Inflation, the stock market crash, the rise in interest rates... It's a real earthquake that is shaking the world and shattering consumer confidence. And yet, many people continue to spend lavishly!
Talk to RV salespeople, travel agents, or pool vendors. They will tell you that consumers are not spending money. And it's not just an impression.
According to the latest RBC consumer spending tracking report, Canadians' spending is up 30% from pre-pandemic levels on goods and travel. Consumers do not hesitate to pull out the credit card and indulge themselves.
Paradoxically, the same consumers are worried and pessimistic about the state of their personal finances.
According to a recent Nanos poll, reported by Bloomberg, 41% of Canadians believe their finances have deteriorated over the past year.

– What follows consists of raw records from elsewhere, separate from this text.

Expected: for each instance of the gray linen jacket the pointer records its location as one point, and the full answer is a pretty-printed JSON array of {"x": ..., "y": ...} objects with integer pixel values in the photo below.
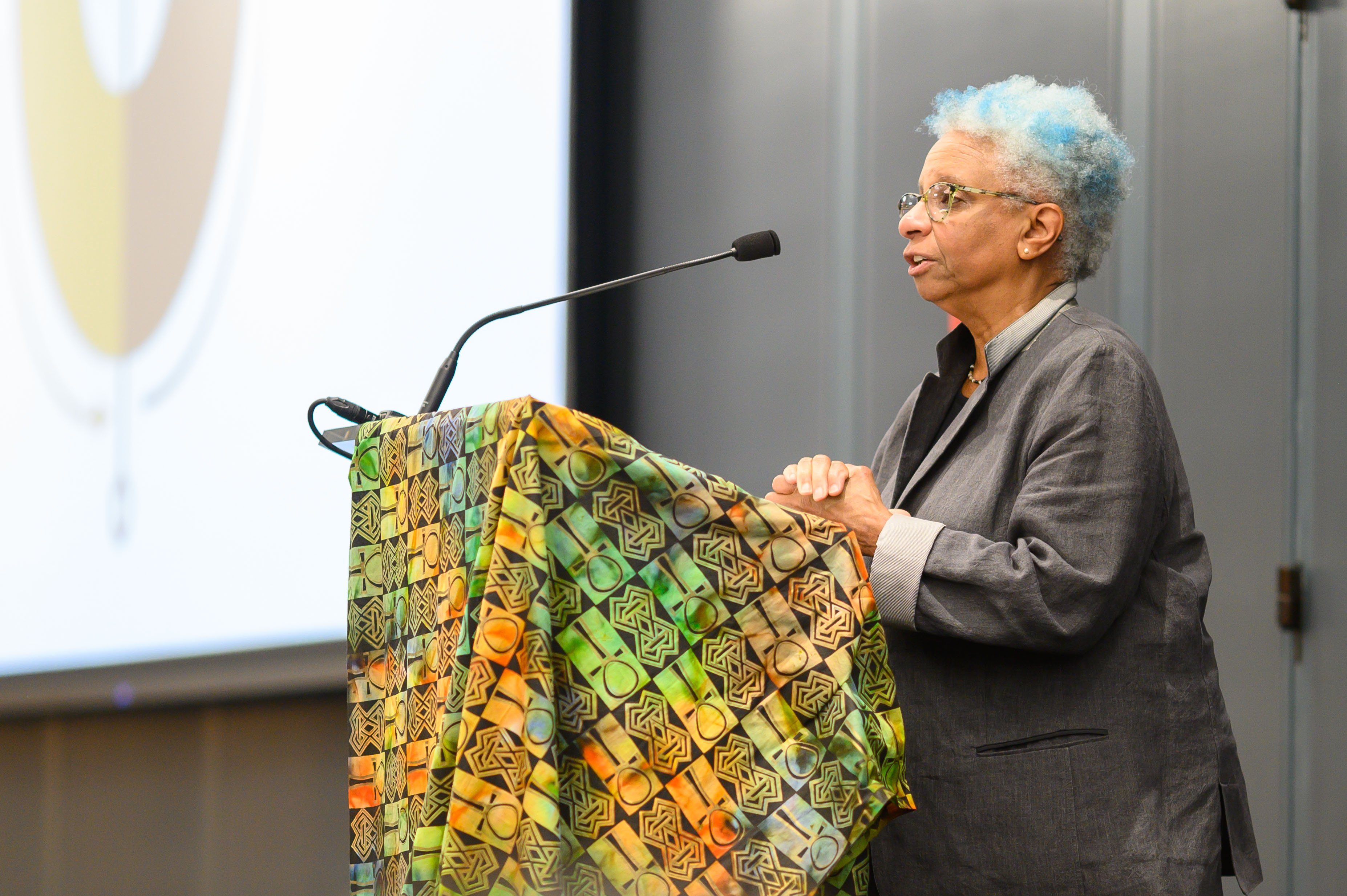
[{"x": 1066, "y": 727}]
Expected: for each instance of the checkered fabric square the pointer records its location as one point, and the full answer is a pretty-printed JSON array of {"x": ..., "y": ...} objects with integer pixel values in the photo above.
[{"x": 581, "y": 668}]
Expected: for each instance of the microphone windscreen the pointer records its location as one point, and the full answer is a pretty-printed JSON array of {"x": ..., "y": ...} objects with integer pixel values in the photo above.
[{"x": 752, "y": 247}]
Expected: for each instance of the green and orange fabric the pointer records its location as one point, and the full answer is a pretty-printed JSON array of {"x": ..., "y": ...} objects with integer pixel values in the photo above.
[{"x": 580, "y": 668}]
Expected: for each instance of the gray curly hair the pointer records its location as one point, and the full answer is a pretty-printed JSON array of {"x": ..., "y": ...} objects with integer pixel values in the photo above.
[{"x": 1055, "y": 145}]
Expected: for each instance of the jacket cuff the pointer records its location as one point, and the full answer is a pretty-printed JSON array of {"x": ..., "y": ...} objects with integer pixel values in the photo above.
[{"x": 900, "y": 556}]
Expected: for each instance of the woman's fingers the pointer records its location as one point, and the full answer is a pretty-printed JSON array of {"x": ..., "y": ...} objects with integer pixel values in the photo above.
[
  {"x": 805, "y": 476},
  {"x": 822, "y": 464},
  {"x": 838, "y": 475}
]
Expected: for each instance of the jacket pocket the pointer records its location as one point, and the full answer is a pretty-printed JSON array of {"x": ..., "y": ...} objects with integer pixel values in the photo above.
[{"x": 1051, "y": 740}]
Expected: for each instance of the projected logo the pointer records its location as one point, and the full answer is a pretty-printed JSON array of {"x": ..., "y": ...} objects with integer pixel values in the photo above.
[{"x": 124, "y": 106}]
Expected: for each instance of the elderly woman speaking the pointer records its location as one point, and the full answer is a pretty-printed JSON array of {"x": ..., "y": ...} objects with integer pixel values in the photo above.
[{"x": 1035, "y": 557}]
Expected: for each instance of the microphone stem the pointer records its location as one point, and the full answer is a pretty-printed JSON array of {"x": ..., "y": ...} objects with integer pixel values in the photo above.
[{"x": 446, "y": 371}]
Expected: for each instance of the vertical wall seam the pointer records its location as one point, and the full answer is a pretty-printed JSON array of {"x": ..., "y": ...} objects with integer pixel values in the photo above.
[
  {"x": 1136, "y": 64},
  {"x": 1303, "y": 320},
  {"x": 844, "y": 220}
]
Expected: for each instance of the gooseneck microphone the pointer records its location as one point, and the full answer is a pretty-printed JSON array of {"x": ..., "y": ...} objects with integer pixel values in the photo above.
[{"x": 752, "y": 247}]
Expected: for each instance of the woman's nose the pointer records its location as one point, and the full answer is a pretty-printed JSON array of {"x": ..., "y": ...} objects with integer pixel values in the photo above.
[{"x": 915, "y": 223}]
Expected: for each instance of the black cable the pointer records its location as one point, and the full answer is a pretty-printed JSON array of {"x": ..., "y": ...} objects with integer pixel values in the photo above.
[{"x": 318, "y": 436}]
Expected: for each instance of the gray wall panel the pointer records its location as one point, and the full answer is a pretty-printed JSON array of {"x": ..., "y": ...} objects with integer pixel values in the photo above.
[
  {"x": 737, "y": 104},
  {"x": 1062, "y": 41},
  {"x": 1221, "y": 315},
  {"x": 1324, "y": 778},
  {"x": 739, "y": 372},
  {"x": 732, "y": 138}
]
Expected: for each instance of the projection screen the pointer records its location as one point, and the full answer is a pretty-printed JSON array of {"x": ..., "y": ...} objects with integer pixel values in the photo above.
[{"x": 211, "y": 215}]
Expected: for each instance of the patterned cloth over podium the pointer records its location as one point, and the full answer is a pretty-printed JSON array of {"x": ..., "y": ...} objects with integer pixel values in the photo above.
[{"x": 581, "y": 668}]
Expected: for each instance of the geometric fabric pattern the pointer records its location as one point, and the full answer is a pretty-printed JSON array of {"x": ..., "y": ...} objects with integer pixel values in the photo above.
[{"x": 581, "y": 668}]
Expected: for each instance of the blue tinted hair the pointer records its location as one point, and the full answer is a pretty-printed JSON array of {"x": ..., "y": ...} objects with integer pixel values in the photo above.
[{"x": 1055, "y": 145}]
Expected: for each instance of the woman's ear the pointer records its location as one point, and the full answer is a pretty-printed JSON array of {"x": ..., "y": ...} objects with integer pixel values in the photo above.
[{"x": 1042, "y": 230}]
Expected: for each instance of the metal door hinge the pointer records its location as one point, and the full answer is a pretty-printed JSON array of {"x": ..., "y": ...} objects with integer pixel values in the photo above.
[{"x": 1290, "y": 599}]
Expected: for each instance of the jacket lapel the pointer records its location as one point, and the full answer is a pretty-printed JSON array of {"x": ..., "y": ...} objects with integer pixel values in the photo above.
[
  {"x": 934, "y": 456},
  {"x": 934, "y": 401}
]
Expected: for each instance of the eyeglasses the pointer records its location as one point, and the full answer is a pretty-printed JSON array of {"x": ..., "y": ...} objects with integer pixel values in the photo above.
[{"x": 939, "y": 199}]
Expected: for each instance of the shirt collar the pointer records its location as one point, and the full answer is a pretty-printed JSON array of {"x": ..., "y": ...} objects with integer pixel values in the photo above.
[{"x": 1011, "y": 341}]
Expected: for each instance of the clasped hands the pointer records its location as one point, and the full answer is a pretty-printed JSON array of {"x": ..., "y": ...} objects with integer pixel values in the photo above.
[{"x": 841, "y": 492}]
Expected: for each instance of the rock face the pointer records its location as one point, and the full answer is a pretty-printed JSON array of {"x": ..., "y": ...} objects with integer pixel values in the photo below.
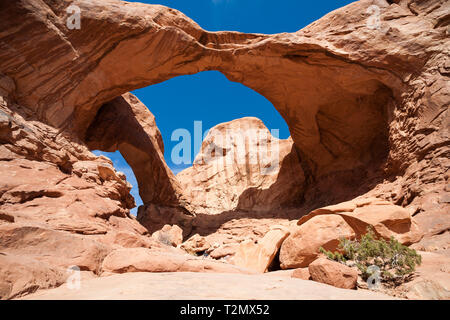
[
  {"x": 392, "y": 115},
  {"x": 259, "y": 256},
  {"x": 241, "y": 166},
  {"x": 146, "y": 260},
  {"x": 302, "y": 246},
  {"x": 333, "y": 273},
  {"x": 366, "y": 105},
  {"x": 171, "y": 235},
  {"x": 325, "y": 226}
]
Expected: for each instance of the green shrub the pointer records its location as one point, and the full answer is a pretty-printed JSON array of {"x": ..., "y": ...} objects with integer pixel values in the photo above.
[{"x": 395, "y": 261}]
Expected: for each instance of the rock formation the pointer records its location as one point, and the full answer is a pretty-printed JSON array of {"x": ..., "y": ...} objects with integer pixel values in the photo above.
[
  {"x": 366, "y": 105},
  {"x": 241, "y": 166}
]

Same story from the Conference Board. A probe conducted in May shows that this confidence is at its lowest level since December 2020. Remember. It was the time of confinements and pandemic outbreaks, that says it all! In addition, about 25% of Canadians have a negative outlook on their finances over a six-month horizon.
It is above all inflation that is responsible for this drop in confidence, and the Russian invasion of Ukraine adds another layer.
An electric bike here, a new car there, an RV or a boat... But where do consumers get all that money?
Part of the answer lies in excess savings accumulated during lockdowns. No exits, no expenses. And Canadian households are happily tapping into $90 billion in reserves accumulated during pandemic shutdowns. Does this explain it? Yes and no.
More and more homeowners are turning to home equity lines of credit to finance their expenses. According to the Bank of Canada, this spring, the debt contracted through these lines of credit has increased at the fastest rate since 2013.
Add to that credit card debt which is on the rise again.
According to Equifax, we're seeing "the highest increases in credit card spending we've ever seen." The number of credit accounts opened jumped 31% year-on-year. In the end, after two years of restrictions, many people decided to "live on the arm" of the credit companies.
With the pandemic waning, we are witnessing a spending spree. Travel, entertainment, catering... Consumers are celebrating the end of confinements and sanitary measures, at the risk of becoming over-indebted and ending up with unpleasant surprises very soon.
The household debt ratio is now at a record high in Canada. If yours has increased significantly lately, pay attention. With the economic slowdown looming on the horizon, and the rise in interest rates likely to continue, the euphoria of small pleasures may well turn into a tidal wave, and beware of those who do not will not have learned to swim.